Ukraine's spymaster, Kyrylo Budanov, has built an unusually public profile as the head of Ukraine's Main Intelligence Directorate (GUR), using his position to spread his message and menace Russia from afar. Budanov, 37, has used his public profile to get his news out and threaten Russia from afar. He believes that a spy boss cannot stay in the shadows anymore and that all the subsequent wars will look like this.
Ukraine had concluded the need to get its message across since 2014 when Moscow surprised the world by seizing Ukraine's Crimean peninsula and unleashing a proxy war in the east. The war began in 2022, and now the Russians are losing the information battle. Since a mercenary mutiny in Russia last month made Moscow's ruling system appear more opaque and unstable, Budanov has used the opportunity to weigh in about what Ukraine's spies know about their enemy. He cited an intercepted survey by the Russian Interior Ministry that showed mercenary boss Yevgeny Prigozhin had support inside Russia.
Budanov is a mysterious and intense figure in Russia, appointed in August 2020, and has seen his popularity and public profile surge inside Ukraine during the war. He is portrayed as a behind-the-scenes mastermind of efforts to strike back at Russia. In Russian media, he is a hate figure, and the Kremlin has decried his remark that "we will keep killing Russians anywhere on the face of this world until the complete victory of Ukraine."

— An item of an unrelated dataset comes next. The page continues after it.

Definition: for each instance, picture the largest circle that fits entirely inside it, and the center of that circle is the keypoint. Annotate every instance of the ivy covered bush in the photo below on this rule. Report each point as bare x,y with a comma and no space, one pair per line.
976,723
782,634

Russia has blamed Ukrainian secret services for the murders of a pro-war Russian blogger and a pro-war journalist, but Kyiv denies involvement. Russian media reported that a court in Moscow had arrested Budanov in absentia in April on terrorism charges. The prospect of a spy agency sending assassins to hunt down Ukraine's enemies has drawn comparisons with Israel's Mossad. Budanov, who began his military career as a special forces operative, has been wounded three times and has faced numerous failed attempts on his life, including a botched car bombing. In late May, a Russian air strike hit his headquarters on Kyiv's Rybalskyi Peninsula, sparking Russian media reports that he had been gravely wounded.